So, from that standpoint, again, fighting for cultural diversity is a fight for humanity, for the better survival of human civilization.

When you put these two elements together, it is understandable that from this perspective, it is internationalist duty for whoever opposes market globalization, whoever opposes the dominant organization for the economy now taking place with this globalization of markets, struggling for the sovereignty of nation-states, and struggling for the preservation of the cultural diversity of different groups of people, communities, nations, and states, is of most importance. There is no antagonism.

That being said, when Québec Solidaire established itself in 2006 a lot of more ethnic nationalists (as opposed to the civic nationalism that Québec Solidaire promotes) were criticizing us, asking “where is the nationalist credo in your declaration?” We began by saying not that we are for the independence of Québec, but that we are internationalist first. Our solidarity and our loyalty is to global humanity.

And it’s true from that approach of Montesquieu when he was talking about his family, France, Europe and humanity; that is how we approach the question of nationalism, or the Québec people’s right to self-determination, to decide whether or not to become an independent state. Montesquieu was asked about how he prioritized between France and Europe, and he said: If I know something good for my family but not for France, I will try to forget. If I see something good for France, but bad for Europe, I will oppose it.
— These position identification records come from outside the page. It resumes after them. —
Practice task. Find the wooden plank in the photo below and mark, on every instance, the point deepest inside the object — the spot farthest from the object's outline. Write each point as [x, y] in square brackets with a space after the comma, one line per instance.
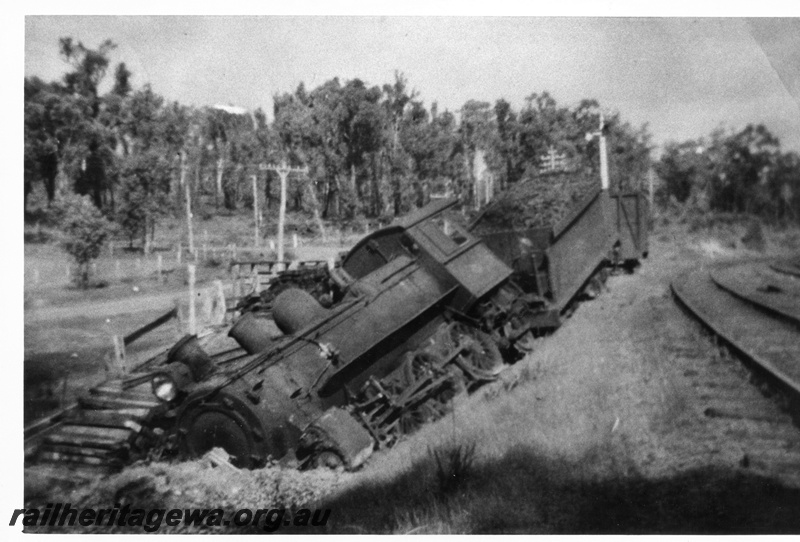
[164, 318]
[78, 459]
[83, 441]
[91, 431]
[68, 450]
[103, 402]
[104, 418]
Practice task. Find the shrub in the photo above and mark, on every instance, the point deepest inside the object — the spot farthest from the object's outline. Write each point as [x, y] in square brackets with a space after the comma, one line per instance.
[454, 464]
[85, 231]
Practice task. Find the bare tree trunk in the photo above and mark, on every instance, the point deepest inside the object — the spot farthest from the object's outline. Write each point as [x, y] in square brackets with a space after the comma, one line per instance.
[315, 205]
[218, 192]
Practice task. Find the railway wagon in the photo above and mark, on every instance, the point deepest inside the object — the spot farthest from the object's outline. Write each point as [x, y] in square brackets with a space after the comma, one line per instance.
[427, 310]
[556, 263]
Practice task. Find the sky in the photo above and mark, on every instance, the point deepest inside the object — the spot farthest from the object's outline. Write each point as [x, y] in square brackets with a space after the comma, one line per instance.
[682, 76]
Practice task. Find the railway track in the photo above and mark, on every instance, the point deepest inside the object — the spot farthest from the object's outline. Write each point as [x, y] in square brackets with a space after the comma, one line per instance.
[751, 310]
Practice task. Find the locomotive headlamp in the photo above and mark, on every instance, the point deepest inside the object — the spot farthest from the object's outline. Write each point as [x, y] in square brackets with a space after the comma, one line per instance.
[164, 387]
[169, 382]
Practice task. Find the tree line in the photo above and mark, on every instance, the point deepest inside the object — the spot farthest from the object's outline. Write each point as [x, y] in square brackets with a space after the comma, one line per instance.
[742, 171]
[373, 151]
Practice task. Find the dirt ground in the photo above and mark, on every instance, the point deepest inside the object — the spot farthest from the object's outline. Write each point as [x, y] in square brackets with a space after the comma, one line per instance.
[601, 430]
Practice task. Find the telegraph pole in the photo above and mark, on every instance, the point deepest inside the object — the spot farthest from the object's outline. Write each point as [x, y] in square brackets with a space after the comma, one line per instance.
[283, 171]
[600, 134]
[188, 202]
[255, 209]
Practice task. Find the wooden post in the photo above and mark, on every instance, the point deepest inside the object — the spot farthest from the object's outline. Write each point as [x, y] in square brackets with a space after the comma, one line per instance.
[188, 204]
[254, 274]
[256, 216]
[116, 366]
[284, 174]
[604, 182]
[62, 400]
[283, 171]
[237, 288]
[192, 308]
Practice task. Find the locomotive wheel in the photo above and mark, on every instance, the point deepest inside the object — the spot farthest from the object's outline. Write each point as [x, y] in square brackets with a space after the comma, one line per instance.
[327, 459]
[435, 406]
[480, 355]
[420, 365]
[214, 428]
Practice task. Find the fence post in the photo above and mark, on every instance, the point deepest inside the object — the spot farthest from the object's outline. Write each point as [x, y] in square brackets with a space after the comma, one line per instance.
[256, 285]
[62, 401]
[219, 306]
[192, 310]
[116, 366]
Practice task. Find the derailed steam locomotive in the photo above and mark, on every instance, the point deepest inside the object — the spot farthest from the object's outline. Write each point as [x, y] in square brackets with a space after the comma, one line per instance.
[425, 308]
[423, 311]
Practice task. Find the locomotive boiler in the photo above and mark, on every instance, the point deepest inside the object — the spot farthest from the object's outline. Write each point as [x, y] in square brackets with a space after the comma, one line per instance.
[425, 306]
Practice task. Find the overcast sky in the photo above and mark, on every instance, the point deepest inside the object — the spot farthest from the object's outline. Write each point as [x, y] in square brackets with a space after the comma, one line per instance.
[682, 76]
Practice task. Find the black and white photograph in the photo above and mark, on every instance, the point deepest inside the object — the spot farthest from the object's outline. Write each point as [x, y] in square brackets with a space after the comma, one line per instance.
[504, 270]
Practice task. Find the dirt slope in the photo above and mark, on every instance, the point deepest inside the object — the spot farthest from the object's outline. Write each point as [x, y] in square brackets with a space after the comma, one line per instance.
[601, 430]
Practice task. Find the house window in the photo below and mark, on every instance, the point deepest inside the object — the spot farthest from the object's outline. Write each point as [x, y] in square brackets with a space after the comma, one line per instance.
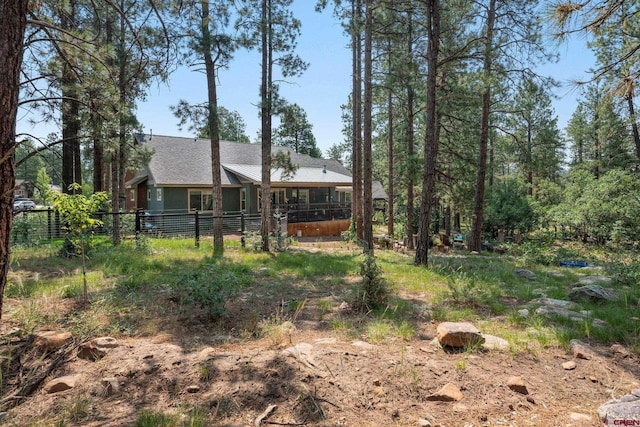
[344, 196]
[200, 200]
[278, 197]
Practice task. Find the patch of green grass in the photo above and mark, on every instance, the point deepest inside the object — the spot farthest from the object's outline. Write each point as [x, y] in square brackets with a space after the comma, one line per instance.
[156, 419]
[379, 330]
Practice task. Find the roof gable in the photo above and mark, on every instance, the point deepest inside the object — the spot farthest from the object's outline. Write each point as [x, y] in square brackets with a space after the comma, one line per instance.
[179, 161]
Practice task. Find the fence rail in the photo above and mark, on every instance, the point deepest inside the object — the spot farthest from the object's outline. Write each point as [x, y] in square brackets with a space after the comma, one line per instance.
[41, 225]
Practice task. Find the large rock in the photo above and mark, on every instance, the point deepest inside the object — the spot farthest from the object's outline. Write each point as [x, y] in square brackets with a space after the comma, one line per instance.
[495, 343]
[96, 348]
[61, 384]
[581, 350]
[594, 280]
[459, 334]
[625, 408]
[517, 384]
[551, 302]
[550, 311]
[521, 273]
[448, 393]
[593, 293]
[51, 340]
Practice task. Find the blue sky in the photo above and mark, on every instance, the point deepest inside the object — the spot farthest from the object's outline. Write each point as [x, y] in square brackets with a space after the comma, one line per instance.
[320, 90]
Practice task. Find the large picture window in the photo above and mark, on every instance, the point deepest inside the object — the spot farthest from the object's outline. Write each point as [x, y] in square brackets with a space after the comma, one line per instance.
[200, 200]
[277, 197]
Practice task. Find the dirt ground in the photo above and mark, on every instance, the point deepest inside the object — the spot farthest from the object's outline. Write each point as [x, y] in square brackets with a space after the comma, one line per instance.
[317, 375]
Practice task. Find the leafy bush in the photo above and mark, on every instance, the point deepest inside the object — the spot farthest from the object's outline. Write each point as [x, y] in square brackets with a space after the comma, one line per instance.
[211, 286]
[467, 291]
[374, 290]
[624, 273]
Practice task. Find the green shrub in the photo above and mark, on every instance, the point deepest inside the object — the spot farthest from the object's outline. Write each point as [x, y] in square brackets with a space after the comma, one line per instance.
[374, 290]
[211, 286]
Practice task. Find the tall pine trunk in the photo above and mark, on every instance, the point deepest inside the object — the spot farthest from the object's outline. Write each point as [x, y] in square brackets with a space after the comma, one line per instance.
[13, 22]
[475, 240]
[357, 120]
[431, 135]
[214, 132]
[410, 137]
[71, 168]
[367, 159]
[265, 108]
[634, 128]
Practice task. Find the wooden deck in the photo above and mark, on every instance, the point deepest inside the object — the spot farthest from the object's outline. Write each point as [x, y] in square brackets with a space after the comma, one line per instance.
[318, 228]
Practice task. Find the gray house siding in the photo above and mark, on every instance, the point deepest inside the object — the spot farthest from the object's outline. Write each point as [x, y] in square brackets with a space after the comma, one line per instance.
[175, 199]
[153, 204]
[230, 199]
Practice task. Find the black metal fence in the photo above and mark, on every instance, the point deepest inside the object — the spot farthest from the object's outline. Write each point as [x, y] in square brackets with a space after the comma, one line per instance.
[41, 225]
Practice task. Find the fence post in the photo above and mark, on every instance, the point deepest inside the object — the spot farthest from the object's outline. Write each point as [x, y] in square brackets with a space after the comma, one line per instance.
[49, 224]
[56, 224]
[138, 222]
[197, 229]
[242, 241]
[138, 227]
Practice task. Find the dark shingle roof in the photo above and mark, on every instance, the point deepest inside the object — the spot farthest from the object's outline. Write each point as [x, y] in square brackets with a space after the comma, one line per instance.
[178, 161]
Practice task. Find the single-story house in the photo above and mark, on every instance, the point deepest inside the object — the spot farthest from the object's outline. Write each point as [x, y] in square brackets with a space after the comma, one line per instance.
[178, 179]
[23, 189]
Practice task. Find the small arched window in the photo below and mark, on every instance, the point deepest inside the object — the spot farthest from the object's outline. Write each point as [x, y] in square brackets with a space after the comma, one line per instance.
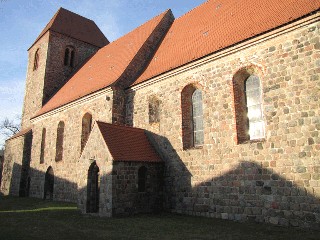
[36, 60]
[69, 56]
[86, 129]
[154, 110]
[59, 142]
[192, 117]
[43, 143]
[142, 179]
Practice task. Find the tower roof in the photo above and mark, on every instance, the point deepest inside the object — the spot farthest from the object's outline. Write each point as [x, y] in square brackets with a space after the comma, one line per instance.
[106, 66]
[75, 26]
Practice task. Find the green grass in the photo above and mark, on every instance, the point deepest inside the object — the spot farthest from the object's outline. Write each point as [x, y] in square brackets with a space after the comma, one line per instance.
[29, 218]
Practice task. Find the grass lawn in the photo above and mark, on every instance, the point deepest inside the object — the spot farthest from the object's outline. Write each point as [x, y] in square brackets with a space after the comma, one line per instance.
[30, 218]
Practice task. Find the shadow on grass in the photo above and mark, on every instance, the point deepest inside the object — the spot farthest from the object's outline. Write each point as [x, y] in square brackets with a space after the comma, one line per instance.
[63, 221]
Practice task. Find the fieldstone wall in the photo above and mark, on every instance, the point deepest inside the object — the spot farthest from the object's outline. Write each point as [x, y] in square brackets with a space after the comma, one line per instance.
[275, 179]
[65, 171]
[42, 83]
[127, 200]
[12, 166]
[96, 150]
[56, 72]
[35, 80]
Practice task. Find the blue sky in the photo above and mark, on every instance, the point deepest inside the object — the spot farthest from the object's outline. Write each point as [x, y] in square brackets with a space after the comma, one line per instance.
[21, 21]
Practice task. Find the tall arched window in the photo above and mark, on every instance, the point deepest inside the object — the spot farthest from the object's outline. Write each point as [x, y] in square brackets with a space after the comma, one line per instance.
[93, 188]
[36, 60]
[86, 129]
[154, 110]
[59, 142]
[197, 117]
[69, 56]
[192, 117]
[48, 184]
[248, 105]
[66, 57]
[254, 107]
[72, 58]
[142, 179]
[43, 143]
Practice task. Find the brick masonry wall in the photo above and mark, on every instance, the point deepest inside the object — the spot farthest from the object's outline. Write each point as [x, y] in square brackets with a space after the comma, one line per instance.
[126, 198]
[273, 180]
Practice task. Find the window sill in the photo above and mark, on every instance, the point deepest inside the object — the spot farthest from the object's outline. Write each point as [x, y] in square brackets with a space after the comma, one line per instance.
[253, 141]
[193, 148]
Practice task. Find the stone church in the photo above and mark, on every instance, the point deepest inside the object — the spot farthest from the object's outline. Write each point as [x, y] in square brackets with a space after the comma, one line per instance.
[215, 113]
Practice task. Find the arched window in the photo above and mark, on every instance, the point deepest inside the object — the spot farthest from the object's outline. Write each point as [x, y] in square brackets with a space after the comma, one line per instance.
[66, 57]
[86, 129]
[197, 117]
[48, 184]
[142, 179]
[36, 60]
[93, 189]
[154, 110]
[192, 117]
[248, 105]
[254, 107]
[43, 143]
[69, 56]
[59, 142]
[72, 58]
If I see something good for Europe but bad for humanity, I will fight it with the utmost energy.

So it’s the same approach, but that doesn’t mean that as internationalists we have to abandon our defense of the necessity for the Québec people to obtain their independence and their sovereignty. After that we can, of course, discuss if Québec independence would guarantee any capacity to fight global market rule, or to fight the little-by-little disappearance of what makes the particular diversity of Québec society. It is at stake there as anywhere else in the world.

That’s why progressives in Québec need the support of progressives in the rest of Canada. That’s why whenever asked about this question, this delicate question of the sovereignty of Québec, I insisted on saying to the late Jack Layton that we are surely to celebrate the first day of independence if it happens, but the next day at 8 o’clock in the morning, I will be in Ottawa, knocking on the door if I have to, to make a new proposal to the Canadian people for the foundation of a new alliance, of a new basis of community between the people of Québec, the people of Canada, and the First Nations (which were, of course, forgotten in 1867, and are still forgotten in 2013).

In the same way in Latin America a lot of anti-globalization projects within civil society, and a lot of political projects from the different socialist or left-wing experiences in different countries, are all based on the idea that there will be a common building of an alternative to global markets and to capitalism. Within the popular and union movement, there is continuous seeding from different countries, and within the political states there is constant coming and going, seeding, influence and many explicit proposals of cooperation. I would suggest that we begin to think in Canada, in the popular, union, and left movement of a global, pan-American, or continental social alliance — not just by going to the meetings of each other, or finding ourselves once in a while in the World Social Forum, but trying to build a common political framework, a common political proposal for a continental alliance of people, even if these states are independent and sovereign, as Latin America peoples are trying to do. Thank you for your attention.